Evet ben Nişantaşı’nda varlıklı bir ailenin çocuğuyum. İyi eğitim aldım. O çevrelerde yaşadım. 8 romanımın 7’si Nişantaşı’nda burjuvaların arasında, en azından Batılılaşmış, burjuvalaşmış orta sınıf arasında geçerdi. İlk defa daha muhafazakar, cuma namazına giden, ama asla siyasal İslam’a kapılmayan bir kahramanı anlattım.

-Asıl mesele ekmek kavgası. Nitekim Mevlut’un da derdi o…
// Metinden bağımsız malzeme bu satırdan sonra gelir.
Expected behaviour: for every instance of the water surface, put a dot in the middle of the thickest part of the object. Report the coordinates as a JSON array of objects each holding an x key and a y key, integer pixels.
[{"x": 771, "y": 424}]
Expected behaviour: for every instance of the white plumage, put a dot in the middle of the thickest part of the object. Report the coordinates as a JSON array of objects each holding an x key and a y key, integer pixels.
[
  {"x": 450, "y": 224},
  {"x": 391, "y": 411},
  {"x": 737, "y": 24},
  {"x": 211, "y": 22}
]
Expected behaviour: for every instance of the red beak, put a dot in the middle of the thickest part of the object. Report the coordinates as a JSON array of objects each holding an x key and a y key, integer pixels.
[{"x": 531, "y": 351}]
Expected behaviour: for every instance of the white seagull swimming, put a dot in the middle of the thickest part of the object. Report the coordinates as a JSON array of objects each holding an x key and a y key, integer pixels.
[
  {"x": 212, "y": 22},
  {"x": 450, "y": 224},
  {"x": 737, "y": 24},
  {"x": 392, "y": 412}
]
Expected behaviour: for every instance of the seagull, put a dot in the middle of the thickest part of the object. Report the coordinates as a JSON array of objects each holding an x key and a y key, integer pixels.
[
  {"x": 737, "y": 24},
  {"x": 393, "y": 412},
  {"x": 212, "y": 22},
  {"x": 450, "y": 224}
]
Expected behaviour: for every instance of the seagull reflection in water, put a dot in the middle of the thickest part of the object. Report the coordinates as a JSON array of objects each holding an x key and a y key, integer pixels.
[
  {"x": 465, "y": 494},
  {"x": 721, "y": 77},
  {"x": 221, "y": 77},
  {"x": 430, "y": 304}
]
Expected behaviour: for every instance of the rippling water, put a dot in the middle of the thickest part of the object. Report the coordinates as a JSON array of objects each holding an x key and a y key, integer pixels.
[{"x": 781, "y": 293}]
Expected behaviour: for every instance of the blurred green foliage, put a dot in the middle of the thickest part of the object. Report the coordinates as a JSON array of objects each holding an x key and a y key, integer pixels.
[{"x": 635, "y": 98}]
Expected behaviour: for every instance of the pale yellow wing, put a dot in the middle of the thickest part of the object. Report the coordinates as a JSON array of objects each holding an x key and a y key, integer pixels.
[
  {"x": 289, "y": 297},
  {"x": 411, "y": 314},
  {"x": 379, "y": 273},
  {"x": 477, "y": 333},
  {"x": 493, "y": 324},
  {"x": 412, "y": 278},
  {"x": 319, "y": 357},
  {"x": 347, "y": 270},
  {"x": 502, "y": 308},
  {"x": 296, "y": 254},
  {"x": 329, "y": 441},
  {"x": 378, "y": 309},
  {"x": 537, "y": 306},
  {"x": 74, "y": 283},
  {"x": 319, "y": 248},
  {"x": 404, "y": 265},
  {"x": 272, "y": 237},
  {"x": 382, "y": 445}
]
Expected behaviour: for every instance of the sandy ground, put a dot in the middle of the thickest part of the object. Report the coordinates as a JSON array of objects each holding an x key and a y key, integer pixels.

Mevlut’un kavgası ekmek kavgası. Ama buna rağmen asla zengin olamıyor. Onun insan olmaktaki başarısını, başkalarının hayatına girerkenki saygısını görüyoruz. Zaten bu kahramanın tüm yoksulluğuna rağmen büyük harflerle söylüyorum ki iyimserliğinin, doğruluğunun, dürüstlüğünün ve insanlığının kabul edilmesi, kitabın en büyük başarısı olur.

BEN DE SEVİLMEK İSTİYORUM

-Zor okunan ve hatta anlaşılamayan yazar diye üzerinize yapışmış bir eleştiri var. Bu eleştirilere hiç yanıt vermediniz..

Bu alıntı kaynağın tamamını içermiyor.